Even if the company had its problems, I’d always been paid
well. By my rough estimates, I could keep paying my rent and car payments for
another eight months before I needed to delve too far into my savings. Money
wasn’t the problem. Morale, on the other hand, could probably use a boost or
two.

“I’ve never been fired before,” I muttered, my voice losing
a bit of its strength. “Dad… It’s humiliating.”

“You were fired for something you believe in.” I heard the
kettle shrieking in the background, and sighed. “I know it doesn’t make it any
better today, but one day you’ll look back on this knowing that you did the
right thing.”

“They’ll just get someone else to do the cutting,” I argued,
suddenly feeling a little stupid. “People are still going to be let go… I’m
just one of them now too.”

“Sleep on it.”

I fell quiet for a long moment, my mind a mess of incoherent
thoughts, broken only by my dad’s voice. “So, what else is new?”

I didn’t have it in me to make chitchat about the rest of my
life; work had been all-consuming this past year, so I didn’t exactly have time
for much of a social life. Maybe now I could… see movies, or something. After
giving my dad an adequate rundown of my pathetic social endeavors as of late,
which included finding a sale on detergent at the grocery store down the street
from me and a solo trip to a music festival in my favorite park for all of
thirty seconds (I’d been exhausted from a full day at the office), I made my
excuses and said my goodbyes.

Mom was going to call me when she got home from work, so I
had that exciting conversation to look forward to, during which I was sure I’d
rehash everything from today in agonizing detail as she chirped about silver
linings.

Too depressed to sort through my desk things, I grabbed the
remote and turned on the TV, then buried myself beneath a quilt. At least good
ol’ TV had no desire to analyze my recent firing. Good ol’ TV was always there
to distract, never to judge. Besides, I can’t remember the last time I watched
TV in the afternoon, so there was that.

Chapter Two

W
hy does everyone on social media look so
accomplished?

With one hand in a chip bowl, laptop perched on my knees,
and my free hand strictly for scrolling, I wasted away yet another unemployed
day online. A week had gone by since I’d been “let go” from the company, and I
could slowly feel all my brainpower oozing out of me with each unproductive day
that passed. I had also taken up talking to myself while puttering around my
apartment, an embarrassing tic I hadn’t ever done before. Most of my friends
were coupled up, but I still had the opportunity to grab drinks and dinner here
and there—each time winding up spectacularly drunk and blaming it on my recent
firing.

But everyone I knew worked during the day; had weird hours
that saw them snoozing in the afternoons; or they traveled for work. So, while
my nights were open to the possibility of some social contact outside my
parents and my younger brother, my days were filled with, well, just me.

“ I’m not all that interesting, honestly.”

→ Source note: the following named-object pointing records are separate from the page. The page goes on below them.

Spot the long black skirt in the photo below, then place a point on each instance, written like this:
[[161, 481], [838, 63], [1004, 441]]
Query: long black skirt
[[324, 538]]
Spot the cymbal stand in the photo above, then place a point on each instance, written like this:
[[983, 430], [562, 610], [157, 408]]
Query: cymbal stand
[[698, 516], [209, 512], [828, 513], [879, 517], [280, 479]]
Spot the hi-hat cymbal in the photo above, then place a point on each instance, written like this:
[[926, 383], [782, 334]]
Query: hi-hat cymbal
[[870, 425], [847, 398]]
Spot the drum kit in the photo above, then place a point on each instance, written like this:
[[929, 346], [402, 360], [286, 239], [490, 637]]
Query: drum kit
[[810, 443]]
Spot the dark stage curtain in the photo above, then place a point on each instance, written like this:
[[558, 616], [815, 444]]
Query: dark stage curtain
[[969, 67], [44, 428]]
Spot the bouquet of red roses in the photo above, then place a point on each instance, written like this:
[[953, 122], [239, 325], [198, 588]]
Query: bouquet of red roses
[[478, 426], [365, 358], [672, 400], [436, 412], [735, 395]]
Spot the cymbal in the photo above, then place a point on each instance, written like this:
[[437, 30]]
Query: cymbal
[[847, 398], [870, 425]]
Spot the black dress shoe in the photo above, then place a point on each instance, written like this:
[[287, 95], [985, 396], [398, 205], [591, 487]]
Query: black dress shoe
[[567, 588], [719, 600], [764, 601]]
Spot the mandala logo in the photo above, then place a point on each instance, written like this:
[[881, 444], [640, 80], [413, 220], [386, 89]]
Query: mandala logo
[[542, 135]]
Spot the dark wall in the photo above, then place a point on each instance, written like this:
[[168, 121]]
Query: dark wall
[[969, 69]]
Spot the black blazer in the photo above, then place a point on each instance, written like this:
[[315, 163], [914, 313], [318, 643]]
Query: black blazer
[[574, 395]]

My online friend group is rife with drama, however, and I
could usually spend a few hours scrolling through all the various feeds. It was
like having reality TV without the commercials or drunken sobbing—unless you
counted
my
drunken sobbing. I’d branded the people I was friends with
and followed into two groups: accomplished adults and forever teenagers. A lot
of my high school friends were forever teenagers. Most of my college group was
accomplished adults.

I feel the more time I spend online I felt myself dangling
precariously between the two groups, threatening to drop off into the more
adolescent.

Scrolling through a Twitter feed from a girl I went to high
school with, I smirked at her incredibly passive-aggressive comments toward
another girl we mutually knew, and I felt like I was in twelfth grade all over
again. Once the 140 character posts turned into song lyrics, I clicked to
another tab, all the while feeding a continuous stream of chips in my mouth.
With my greasy blonde hair chucked up in a bun, chip crumbs on my chin and
ratty college t-shirt, I was definitely a pitiful sight.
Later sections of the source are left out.